McDowell: I think to some extent it’s very hard to understand a system and all of the components that we’re developing to speak about the future. There are many, many people who are doing analysis like papers or 120-page documents that represent the analysis of the data that is representing the research that’s been done about the future. The problem for me is that it’s actually not the right medium to deal with the human experience. In any level of what we’re doing, in terms of researching systems, however abstract or technical, we still need to be focused on the fact that the human is at the center. The complex, systemic, rigorous, technical work that we’re doing is all to the benefit of us as a human race.

So we as humans don’t actually work well in a two-dimensional space. It’s not intuitive for us to connect to charts and lines and words on a page. We’re trained very well to be able to extract emotion from literature, but that is because we conjure images when we read. When you are in an analytic space, a space of charts and diagrams and white papers, we can’t extract a narrative from that. It doesn’t help us to imagine the extent of its implications, which is often extremely well-researched and very important.

What we believe with the experiential and the immersive is that we’re placing everybody who intersects that narrative – which is based in systems and based in research – into a space of an intuitive reaction. They can actually connect to that space as professionals and they can analyze the complexity or they can analyze the problems it throws up. They can connect to the system,s that have been developed, but they connect to it as a human as well as a practitioner of their particular craft.

There’s no question, we’ve never had any pushback from any of our clients about the idea that a visual experience is somehow less effective than a list of assets or data and research.

ASCE News: With all the different projects you work on, I’m sure a lot of these things you talk about are essential, but with civil engineering, I would think even more so. It’s got to be exciting, I would hope, to work on a project for such a people profession.

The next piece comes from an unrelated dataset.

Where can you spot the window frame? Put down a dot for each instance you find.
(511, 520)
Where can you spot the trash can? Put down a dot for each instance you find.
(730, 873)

McDowell: I think the Future World Vision continues to be fascinating. On one level, civil engineering is so much about the technical, the solving of very rigorous real-world problems. But as you say, and I think this is essential, the ultimate outcome and responsibility of every civil engineer, and every project that they develop, is to the human. It’s about safety, it’s about shelter, it’s about transportation, and infrastructure.

It’s all about the human in the center. So there is this fantastic dichotomy or balance between that need for precision and outcome that has to be perfectly executed with the knowledge that it has such an effect on the world in its human sense. Again, the project we’re doing right now is really being driven by that central idea of “How do we adapt to changing conditions? And how does engineering take the lead in that adaptation?”